A moving average doesn't predict price direction. Instead, it defines the current direction. However, a moving average tends to lag because it's based on past prices. Despite this, investors use moving averages to help smooth price action and filter out the noise.
Moving averages can be used to identify trend direction or define potential support and resistance levels. They also form the building blocks for many other technical indicators and overlays, such as Bollinger Bands, MACD, and the McClellan Oscillator.
The two most popular moving averages are the simple moving average (SMA) and the exponential moving average (EMA). Simple moving averages (SMAs) average prices over the specified timeframe, while exponential moving averages (EMAs) give more weight to recent prices. Other specialty moving averages available in our charting tools include DEMA, Hull Moving Average, KAMA, and TEMA.
Learn More. DEMA | Hull Moving Average | KAMA | TEMA
Because moving averages are based on past data, they tend to lag behind price data. The longer the moving average, the more the lag. In addition, the type of moving average affects the lag: EMAs with the more recent data weighted more heavily will lag less than an SMA, which gives equal weight to data further in the past.
A 10-day moving average will hug prices quite closely and turn shortly after prices turn. Short-term moving averages are like speedboats—nimble and quick to change. In contrast, a 100-day moving average contains lots of past data that slows it down. Longer-term moving averages are like ocean tankers—lethargic and slow to change. It takes a larger and longer price movement for a 100-day moving average to change course vs. a 10-day moving average.
The chart below shows the SPDR S&P 500 ETF (SPY) with a 10-day EMA closely following prices and a 100-day SMA grinding higher. Even with the January–February decline, the 100-day SMA held the course and did not turn down. The 50-day SMA fits somewhere between the 10- and 100-day moving averages when it comes to the lag factor.
Keep the lag factor in mind when choosing the right moving average for your chart. Your moving average preferences will depend on your objectives, analytical style, and time horizon. Try experimenting with both types of moving averages, different timeframes, and different securities to find the best fit.
All moving averages take the average of a specified number of prior data points, but each type of moving average weights those data points differently.
A simple moving average is formed by computing the average price of a security over a specific number of periods. Most moving averages are based on closing prices; for example, a 5-day simple moving average is the five-day sum of closing prices divided by five. As its name implies, a moving average is an average that moves. Old data is dropped as new data becomes available, causing the average to move along the time scale. The example below shows a 5-day moving average evolving over three days.
The first day of the moving average simply covers the last five days. The second day of the moving average drops the first data point (11) and adds the new data point (16). The third day of the moving average continues by dropping the first data point (12) and adding the new data point (17). In the example above, prices gradually increase from 11 to 17 over a total of seven days. Notice that the moving average also rises from 13 to 15 over a three-day calculation period. Also, notice that each moving average value is just below the last price. For example, the moving average for day one equals 13 and the last price is 15. Prices the prior four days were lower and this causes the moving average to lag.

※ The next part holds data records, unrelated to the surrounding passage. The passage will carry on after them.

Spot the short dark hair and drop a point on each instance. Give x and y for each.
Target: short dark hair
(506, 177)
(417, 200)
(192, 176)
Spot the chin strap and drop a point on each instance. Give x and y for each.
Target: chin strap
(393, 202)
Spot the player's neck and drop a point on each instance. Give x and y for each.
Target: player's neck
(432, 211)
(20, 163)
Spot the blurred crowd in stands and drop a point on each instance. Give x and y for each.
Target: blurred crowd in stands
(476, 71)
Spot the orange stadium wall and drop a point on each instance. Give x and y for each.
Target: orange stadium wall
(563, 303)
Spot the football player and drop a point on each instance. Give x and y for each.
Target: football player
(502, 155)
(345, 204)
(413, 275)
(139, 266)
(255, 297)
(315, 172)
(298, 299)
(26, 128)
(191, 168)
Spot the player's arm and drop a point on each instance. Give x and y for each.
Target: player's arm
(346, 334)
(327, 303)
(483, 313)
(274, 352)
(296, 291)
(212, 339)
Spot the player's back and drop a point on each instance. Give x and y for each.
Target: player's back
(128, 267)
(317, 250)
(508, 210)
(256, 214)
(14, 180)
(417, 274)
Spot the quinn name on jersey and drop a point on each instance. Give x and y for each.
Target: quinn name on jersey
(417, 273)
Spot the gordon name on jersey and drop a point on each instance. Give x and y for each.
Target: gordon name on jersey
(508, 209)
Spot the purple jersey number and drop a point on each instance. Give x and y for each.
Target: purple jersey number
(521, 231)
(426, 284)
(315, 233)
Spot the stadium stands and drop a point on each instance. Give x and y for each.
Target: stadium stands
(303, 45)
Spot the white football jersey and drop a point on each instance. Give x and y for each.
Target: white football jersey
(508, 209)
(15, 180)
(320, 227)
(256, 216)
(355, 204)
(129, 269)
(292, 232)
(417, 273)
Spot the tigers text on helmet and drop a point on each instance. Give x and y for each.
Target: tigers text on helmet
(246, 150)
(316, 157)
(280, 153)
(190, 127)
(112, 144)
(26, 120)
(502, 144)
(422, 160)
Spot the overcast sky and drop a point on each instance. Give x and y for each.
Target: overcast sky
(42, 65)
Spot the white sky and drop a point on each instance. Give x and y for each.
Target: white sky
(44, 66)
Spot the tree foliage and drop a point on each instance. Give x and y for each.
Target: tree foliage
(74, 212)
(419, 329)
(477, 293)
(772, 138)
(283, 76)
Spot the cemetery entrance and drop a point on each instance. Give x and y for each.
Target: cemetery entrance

Exponential moving averages (EMAs) reduce the lag by applying more weight to recent prices. The weighting applied to the most recent price depends on the number of periods in the moving average. EMAs differ from simple moving averages in that a given day's EMA calculation depends on the EMA calculations for all the days prior to that day. You need far more than 10 days of data to calculate a reasonably accurate 10-day EMA.
There are three steps to calculating an exponential moving average (EMA). First, calculate the simple moving average for the initial EMA value. An exponential moving average (EMA) has to start somewhere, so a simple moving average is used as the previous period's EMA in the first calculation. Second, calculate the weighting multiplier. Third, calculate the exponential moving average for each day between the initial EMA value and today, using the price, the multiplier, and the previous period's EMA value. The formula below is for a 10-day EMA.
A 10-period exponential moving average applies an 18.18% weighting to the most recent price. A 10-period EMA can also be called an 18.18% EMA. A 20-period EMA applies a 9.52% weighting to the most recent price (2/(20+1) = .0952). Notice that the weighting for the shorter time period is more than the weighting for the longer time period. In fact, the weighting drops by half every time the moving average period doubles.
If you want to use a specific percentage for an EMA, you can use this formula to convert it to time periods and then enter that value as the EMA's parameter:
Below is a spreadsheet example of a 10-day simple moving average and a 10-day exponential moving average for Intel. The SMA calculation is straightforward and requires little explanation: the 10-day SMA simply moves as new prices become available and old prices drop off. The exponential moving average in the spreadsheet starts with the SMA value (22.22) for its first EMA value. After the first calculation, the normal EMA formula is used.
The formula for an EMA incorporates the previous period's EMA value, which in turn incorporates the value for the EMA value before that, and so on. Each previous EMA value accounts for a small portion of the current value. Therefore, the current EMA value will change depending on how much past data you use in your EMA calculation. Ideally, for a 100% accurate EMA, you should use every data point the stock has ever had in calculating the EMA, starting your calculations from the first day the stock existed. This is not always practical, but the more data points you use, the more accurate your EMA will be. The goal is to maximize accuracy while minimizing calculation time.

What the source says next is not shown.